De rechtbank oordeelde dat er geen sprake was van tegemoetkoming in de zin van artikel 8:75a, eerste lid, van de Algemene wet bestuursrecht (Awb). Dit artikel stelt dat de rechtbank in geval van intrekking van het beroep kan beslissen om het bestuursorgaan in de proceskosten te veroordelen, maar alleen als het bestuursorgaan geheel of gedeeltelijk tegemoet is gekomen aan de indiener van het beroepschrift. De rechtbank stelde vast dat de vrijheidsbeperkende maatregel al was beëindigd voordat het beroep werd ingesteld, waardoor er geen grond was voor een proceskostenvergoeding. Het verzoek werd dan ook als kennelijk ongegrond afgewezen.

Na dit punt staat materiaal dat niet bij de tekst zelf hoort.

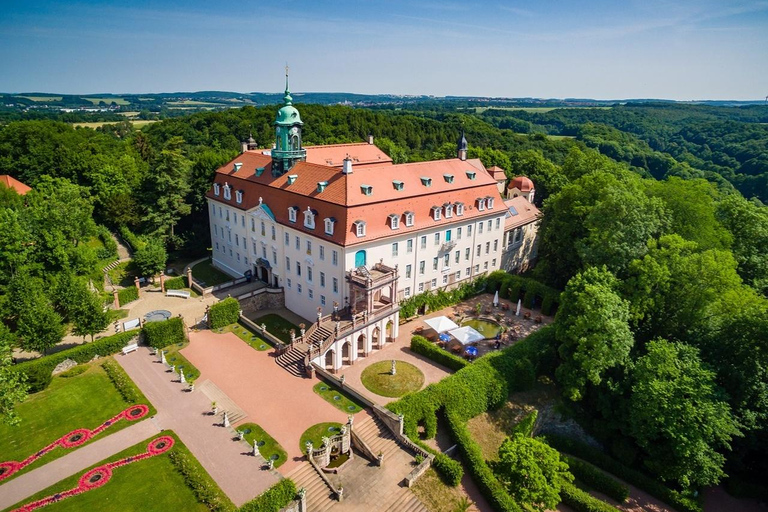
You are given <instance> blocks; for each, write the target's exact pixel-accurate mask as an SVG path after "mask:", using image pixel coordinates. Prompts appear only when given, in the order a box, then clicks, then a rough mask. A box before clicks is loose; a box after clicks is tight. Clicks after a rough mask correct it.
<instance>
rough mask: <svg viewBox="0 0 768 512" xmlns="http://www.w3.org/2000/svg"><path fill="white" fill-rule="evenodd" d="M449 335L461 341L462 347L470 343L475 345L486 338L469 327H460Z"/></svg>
mask: <svg viewBox="0 0 768 512" xmlns="http://www.w3.org/2000/svg"><path fill="white" fill-rule="evenodd" d="M448 334H450V335H451V336H453V337H454V338H456V339H457V340H459V342H460V343H461V344H462V345H467V344H469V343H474V342H475V341H482V340H484V339H485V336H483V335H482V334H480V333H479V332H477V331H476V330H475V329H473V328H472V327H470V326H468V325H467V326H466V327H459V328H458V329H454V330H452V331H448Z"/></svg>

De uitspraak werd gedaan door mr. J.Y.B. Jansen, in aanwezigheid van griffier mr. H.A. van der Wal, en werd openbaar gemaakt via een geanonimiseerde publicatie op rechtspraak.nl. Partijen hebben de mogelijkheid om binnen zes weken na de uitspraak een verzetschrift in te dienen als zij het niet eens zijn met de beslissing.